Les bébés sont très agités, énergiques et très développés en termes de vitesse psychomotrice. Ils commencent à ramper à quelques mois et à marcher à 9 ou 10 mois. Cependant, il n’y a pas deux enfants semblables : il y a des enfants qui ont des capacités intellectuelles élevées et des retards d’apprentissage, qui sont dyslexiques et ont des difficultés motrices. Ce ne sont pas des enfants parfaits, comme on le croit généralement.

Ils sont même assez complexes. Les familles et les enseignants doivent être informés et formés pour comprendre ces enfants. Avec eux, vous devrez être très souple mais cohérent. “Ils n’acceptent l’autorité de personne et doivent avoir raison pour tout, car si vous ne leur expliquez pas pourquoi ils doivent faire quelque chose, ils ne le feront pas. Nous devons également être prêts à relever les défis qui nous sont constamment présentés, nous devons les accepter, et aussi reconnaître nos propres limites lorsque nous sommes ceux qui maîtrisent un certain sujet. Ce n’est que de cette manière que nous obtiendrons le respect de ces enfants.

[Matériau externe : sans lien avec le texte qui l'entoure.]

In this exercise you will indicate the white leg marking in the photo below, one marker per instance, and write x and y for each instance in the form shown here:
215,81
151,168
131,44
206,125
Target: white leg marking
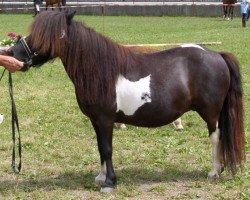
1,118
178,125
132,95
100,179
37,8
120,125
216,156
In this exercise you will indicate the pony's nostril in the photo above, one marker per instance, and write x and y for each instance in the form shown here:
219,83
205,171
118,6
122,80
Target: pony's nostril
10,52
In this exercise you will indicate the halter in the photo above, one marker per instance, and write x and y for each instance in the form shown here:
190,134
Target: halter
29,53
27,48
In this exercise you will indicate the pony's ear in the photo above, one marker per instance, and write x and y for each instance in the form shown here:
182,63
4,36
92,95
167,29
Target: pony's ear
69,16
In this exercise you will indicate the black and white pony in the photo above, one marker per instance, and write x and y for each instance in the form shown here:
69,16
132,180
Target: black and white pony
113,83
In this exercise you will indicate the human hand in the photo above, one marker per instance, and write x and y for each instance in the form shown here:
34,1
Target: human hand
4,50
14,64
10,63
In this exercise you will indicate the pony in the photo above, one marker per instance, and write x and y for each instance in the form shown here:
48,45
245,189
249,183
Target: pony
228,9
114,83
52,2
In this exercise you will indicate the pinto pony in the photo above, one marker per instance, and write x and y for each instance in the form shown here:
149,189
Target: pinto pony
113,83
52,2
228,9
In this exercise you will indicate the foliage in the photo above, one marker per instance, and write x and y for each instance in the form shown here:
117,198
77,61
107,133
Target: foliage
59,144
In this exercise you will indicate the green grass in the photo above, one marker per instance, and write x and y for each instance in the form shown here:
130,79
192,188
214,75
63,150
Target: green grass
60,157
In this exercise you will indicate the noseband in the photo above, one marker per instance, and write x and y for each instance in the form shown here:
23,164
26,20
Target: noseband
27,48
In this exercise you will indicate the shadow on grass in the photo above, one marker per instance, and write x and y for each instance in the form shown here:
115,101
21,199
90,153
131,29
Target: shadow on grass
85,180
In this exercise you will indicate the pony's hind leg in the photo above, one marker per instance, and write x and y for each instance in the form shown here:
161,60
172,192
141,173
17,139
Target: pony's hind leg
216,155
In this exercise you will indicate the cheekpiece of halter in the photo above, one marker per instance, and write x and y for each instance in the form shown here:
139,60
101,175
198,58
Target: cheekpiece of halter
29,53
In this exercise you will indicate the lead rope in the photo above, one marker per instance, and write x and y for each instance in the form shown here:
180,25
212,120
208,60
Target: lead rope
15,126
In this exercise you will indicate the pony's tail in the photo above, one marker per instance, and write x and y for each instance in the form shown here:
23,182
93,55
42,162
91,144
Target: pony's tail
231,126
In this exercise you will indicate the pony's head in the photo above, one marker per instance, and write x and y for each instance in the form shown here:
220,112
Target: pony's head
47,40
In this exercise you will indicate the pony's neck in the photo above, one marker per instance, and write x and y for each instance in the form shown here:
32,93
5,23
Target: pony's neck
94,62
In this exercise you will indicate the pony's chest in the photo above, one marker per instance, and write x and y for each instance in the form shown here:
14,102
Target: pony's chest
132,95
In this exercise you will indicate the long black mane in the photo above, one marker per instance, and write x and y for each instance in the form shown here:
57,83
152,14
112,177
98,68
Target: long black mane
92,61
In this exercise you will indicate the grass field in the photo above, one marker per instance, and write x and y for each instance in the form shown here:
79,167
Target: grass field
60,157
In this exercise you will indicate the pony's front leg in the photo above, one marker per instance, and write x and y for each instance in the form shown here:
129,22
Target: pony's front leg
216,155
178,124
107,177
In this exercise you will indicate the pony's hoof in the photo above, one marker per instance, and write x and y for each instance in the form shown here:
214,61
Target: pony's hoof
107,190
212,176
179,128
100,180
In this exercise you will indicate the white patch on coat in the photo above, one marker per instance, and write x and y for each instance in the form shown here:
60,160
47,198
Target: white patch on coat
132,95
37,8
192,45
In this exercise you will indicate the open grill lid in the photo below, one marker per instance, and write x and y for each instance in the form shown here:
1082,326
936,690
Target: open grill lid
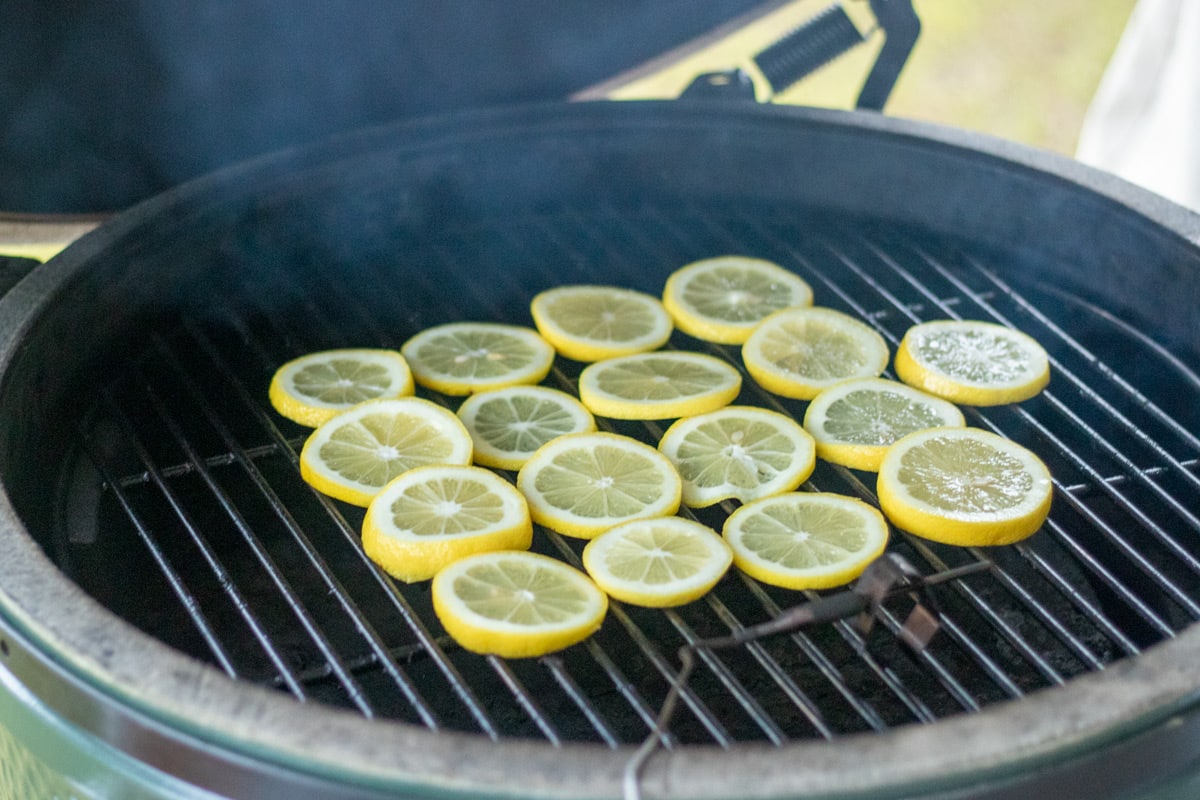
172,477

La motivation et le dynamisme sont essentiels

En ce qui concerne la partie scolaire, il n’est pas nécessaire de toujours dire qu’ils apprennent vite, ces enfants n’ont pas besoin qu’on leur répète les choses. En fait, ils détestent la répétition et la routine. Ils ont besoin de rythmes dynamiques, de motivation et qu’on les laisse investiguer au lieu de leur donner tout ce qui est déjà fait, il faut stimuler leur esprit pour développer tout leur potentiel.

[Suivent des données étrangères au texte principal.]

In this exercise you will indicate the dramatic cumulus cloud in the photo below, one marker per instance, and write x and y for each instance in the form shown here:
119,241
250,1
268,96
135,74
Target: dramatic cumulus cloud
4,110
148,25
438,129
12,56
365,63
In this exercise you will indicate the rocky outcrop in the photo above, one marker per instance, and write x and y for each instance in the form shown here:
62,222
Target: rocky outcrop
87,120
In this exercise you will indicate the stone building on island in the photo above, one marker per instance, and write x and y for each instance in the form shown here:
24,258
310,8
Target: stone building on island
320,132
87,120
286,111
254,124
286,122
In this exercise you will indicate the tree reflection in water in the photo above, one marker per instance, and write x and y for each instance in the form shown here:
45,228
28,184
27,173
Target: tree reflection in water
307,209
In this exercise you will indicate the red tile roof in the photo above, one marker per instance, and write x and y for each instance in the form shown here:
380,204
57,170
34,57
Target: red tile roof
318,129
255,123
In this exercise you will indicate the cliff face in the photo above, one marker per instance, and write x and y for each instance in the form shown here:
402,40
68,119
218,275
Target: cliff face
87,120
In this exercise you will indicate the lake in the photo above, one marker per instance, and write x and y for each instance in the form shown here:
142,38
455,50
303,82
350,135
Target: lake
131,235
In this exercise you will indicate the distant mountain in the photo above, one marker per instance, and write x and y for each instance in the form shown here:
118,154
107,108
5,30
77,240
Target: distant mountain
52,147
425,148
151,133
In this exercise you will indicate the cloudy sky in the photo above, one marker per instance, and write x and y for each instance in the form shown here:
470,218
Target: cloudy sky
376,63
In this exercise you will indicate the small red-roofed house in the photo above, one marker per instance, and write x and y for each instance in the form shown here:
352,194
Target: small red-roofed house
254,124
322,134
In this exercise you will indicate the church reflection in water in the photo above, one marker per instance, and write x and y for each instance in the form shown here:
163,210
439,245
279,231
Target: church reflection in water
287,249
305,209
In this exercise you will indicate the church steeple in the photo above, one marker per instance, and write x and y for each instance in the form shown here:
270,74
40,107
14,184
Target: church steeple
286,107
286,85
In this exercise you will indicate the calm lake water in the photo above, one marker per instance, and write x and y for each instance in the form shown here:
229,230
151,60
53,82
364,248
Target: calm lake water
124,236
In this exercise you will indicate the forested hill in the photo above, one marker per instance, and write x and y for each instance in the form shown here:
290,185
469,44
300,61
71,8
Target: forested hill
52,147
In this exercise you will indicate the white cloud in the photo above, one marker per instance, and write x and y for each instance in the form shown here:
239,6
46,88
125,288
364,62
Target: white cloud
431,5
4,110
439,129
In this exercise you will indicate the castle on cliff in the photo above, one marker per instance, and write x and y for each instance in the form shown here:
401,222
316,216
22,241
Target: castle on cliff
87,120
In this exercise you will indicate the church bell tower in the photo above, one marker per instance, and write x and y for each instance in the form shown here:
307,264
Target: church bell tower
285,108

Ils sont capables d’associer des concepts que leurs pairs n’imagineraient pas, ils sont déductifs et inductifs, ils savent abstraire ou globaliser, ils sont capables d’être conscients de plusieurs choses simultanément, ils arrivent même souvent à des conclusions correctes sans réaliser comment ils y sont arrivés. Ils arrivent juste là et c’est bon.

Le rôle des éducateurs

Le rôle de toutes les personnes impliquées, d’une manière ou d’une autre, dans l’éducation de ces enfants n’est pas seulement très complexe, c’est même un défi : “Tout d’abord, nous devons avoir les yeux grands ouverts pour détecter leurs hautes capacités intellectuelles. Certains remettent en question l’intervention auprès des très jeunes enfants, mais le constat est simple : nous devons répondre à leurs besoins de connaissances, car cela ne leur fera jamais de mal. Mais si nous ne leur donnons pas ce dont ils ont besoin, nous risquons que lorsque nous voudrons le leur donner, ils ne l’accepteront pas.

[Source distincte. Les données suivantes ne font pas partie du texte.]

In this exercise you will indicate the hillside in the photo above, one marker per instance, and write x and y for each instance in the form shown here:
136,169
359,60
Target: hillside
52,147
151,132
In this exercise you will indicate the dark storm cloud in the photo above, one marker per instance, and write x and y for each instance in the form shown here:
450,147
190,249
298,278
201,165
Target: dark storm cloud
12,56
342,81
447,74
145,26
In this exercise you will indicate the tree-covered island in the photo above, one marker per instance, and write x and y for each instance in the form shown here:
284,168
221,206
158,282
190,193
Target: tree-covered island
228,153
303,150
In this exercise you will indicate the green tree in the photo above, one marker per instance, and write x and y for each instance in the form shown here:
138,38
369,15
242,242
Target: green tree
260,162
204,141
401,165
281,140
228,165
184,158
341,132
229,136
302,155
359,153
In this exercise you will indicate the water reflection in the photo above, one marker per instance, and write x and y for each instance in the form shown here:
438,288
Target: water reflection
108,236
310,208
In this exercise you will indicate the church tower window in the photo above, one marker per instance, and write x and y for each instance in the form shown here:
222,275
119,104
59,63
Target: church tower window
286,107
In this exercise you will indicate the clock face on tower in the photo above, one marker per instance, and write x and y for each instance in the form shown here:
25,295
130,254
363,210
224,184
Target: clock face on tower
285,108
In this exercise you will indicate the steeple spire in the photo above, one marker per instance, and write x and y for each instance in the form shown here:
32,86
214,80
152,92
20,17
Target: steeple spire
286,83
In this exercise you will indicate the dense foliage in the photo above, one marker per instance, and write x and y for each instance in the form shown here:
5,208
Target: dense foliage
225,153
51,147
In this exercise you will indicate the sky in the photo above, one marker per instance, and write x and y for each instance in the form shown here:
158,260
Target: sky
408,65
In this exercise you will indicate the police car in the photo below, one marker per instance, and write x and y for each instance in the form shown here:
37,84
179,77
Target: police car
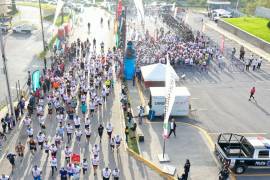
243,152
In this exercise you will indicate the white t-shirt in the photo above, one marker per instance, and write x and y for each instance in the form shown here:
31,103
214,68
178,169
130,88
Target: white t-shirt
106,173
54,162
95,161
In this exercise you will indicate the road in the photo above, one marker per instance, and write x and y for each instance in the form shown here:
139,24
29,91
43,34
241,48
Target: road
21,50
220,99
129,168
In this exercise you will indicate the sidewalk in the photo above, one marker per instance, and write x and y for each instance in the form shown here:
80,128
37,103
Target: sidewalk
189,144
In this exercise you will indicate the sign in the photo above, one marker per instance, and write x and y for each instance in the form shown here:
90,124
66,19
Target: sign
59,6
169,98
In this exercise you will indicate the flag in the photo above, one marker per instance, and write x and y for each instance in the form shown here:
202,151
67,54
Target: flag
169,98
119,8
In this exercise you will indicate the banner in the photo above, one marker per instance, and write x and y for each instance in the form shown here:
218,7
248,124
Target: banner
170,97
59,6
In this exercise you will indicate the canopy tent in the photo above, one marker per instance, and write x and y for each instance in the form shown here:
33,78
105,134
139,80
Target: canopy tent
154,75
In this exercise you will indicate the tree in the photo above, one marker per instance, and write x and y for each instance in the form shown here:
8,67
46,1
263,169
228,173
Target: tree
13,6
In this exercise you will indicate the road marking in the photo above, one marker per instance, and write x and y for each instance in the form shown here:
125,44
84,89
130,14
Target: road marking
215,133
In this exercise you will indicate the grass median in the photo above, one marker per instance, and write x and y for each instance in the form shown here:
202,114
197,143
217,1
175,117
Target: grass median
253,25
44,6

Deuxièmement, il est essentiel d’essayer de bien connaître l’enfant en tant que personne : ce sont des enfants qui ont une manière très intense de ressentir, tant positivement que négativement, mais c’est leur manière de ressentir, ils souffrent ou sont heureux de manière très intense. Les parents et les éducateurs doivent très bien le reconnaître, y compris parce que l’enfant en vient à avoir une sensibilité sensorielle : il ne supporte pas les bruits, les odeurs, les lumières très fortes, les textures des vêtements ou des aliments ; quelque chose qui peut sembler être une manie pour le reste des gens, mais qui est quelque chose de très réel pour ces enfants”.